Dimanche 20 novembre, 1h30
L’essoufflement des vandales de cités ne doit pas nous endormir. A croiser ces bandes de branleurs primaires, on ne peut qu’exacerber son exécration pour ces humains de façade. Ces ineptes ont toujours tout à reprocher au système et rien à remettre en cause chez eux. Parodie d’existence qui sert les potentats de l’économie illicite. Et la collectivité paiera encore, quelques ajouts aux fonds perdus pour éviter une politique expéditive qui ne s’encombrerait pas de ces mollesses démocratiques.
Sortit de ces purulences pour le quotidien banal d’un temps qui défile.
23h. Le tournis de ces semaines à grande vitesse ne laisse aucune place au retranchement créatif.
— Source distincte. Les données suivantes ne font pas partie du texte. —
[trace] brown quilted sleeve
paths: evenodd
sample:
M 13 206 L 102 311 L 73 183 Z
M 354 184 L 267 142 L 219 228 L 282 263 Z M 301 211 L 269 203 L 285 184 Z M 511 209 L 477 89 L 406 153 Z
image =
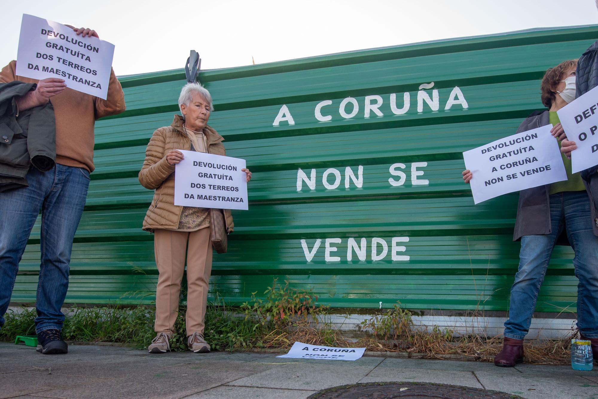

Mes blogs et sites sont en sommeil depuis des lustres et rien en moi ne m’incline à les reprendre. Un vide cultivé pour ne rien avoir à espérer comme avenir artistique. Seule cette sauce noire sur carreaux vivote péniblement, sans impérative justification, aux accents de plus en plus fades…
Avec ma BB, la vie s’écoule sans saillance, mais dans une douceur renouvelée. Sans doute une lourde fainéantise existentielle ne m’incline à aucun dépassement de moi. Ma perspective se borne au gentillet chez-soi et aux plaisirs de l’instant.
Le cirque campe chez les socialos : un Congrès qui aboutit à la synthèse des ennemis d’hier. Bonne figure pour la parade, jusqu’à la désignation (fin 2006) du candidat aux élections présidentielles.

Jeudi 24 novembre,23h34
Premières neiges sur Lugdunum, je maintiens mon éveil pour quelques notes. Appel d’Elo ce soir : elle a raté son DECF et doit subir les foudres maternelles. Son éloignement à Clermont Ferrand n’a pas apaisé les fureurs de la dame.
Quel gâchis que leur vie avec tout le potentiel du bonheur harmonieux mis à mal par ces coups de folie.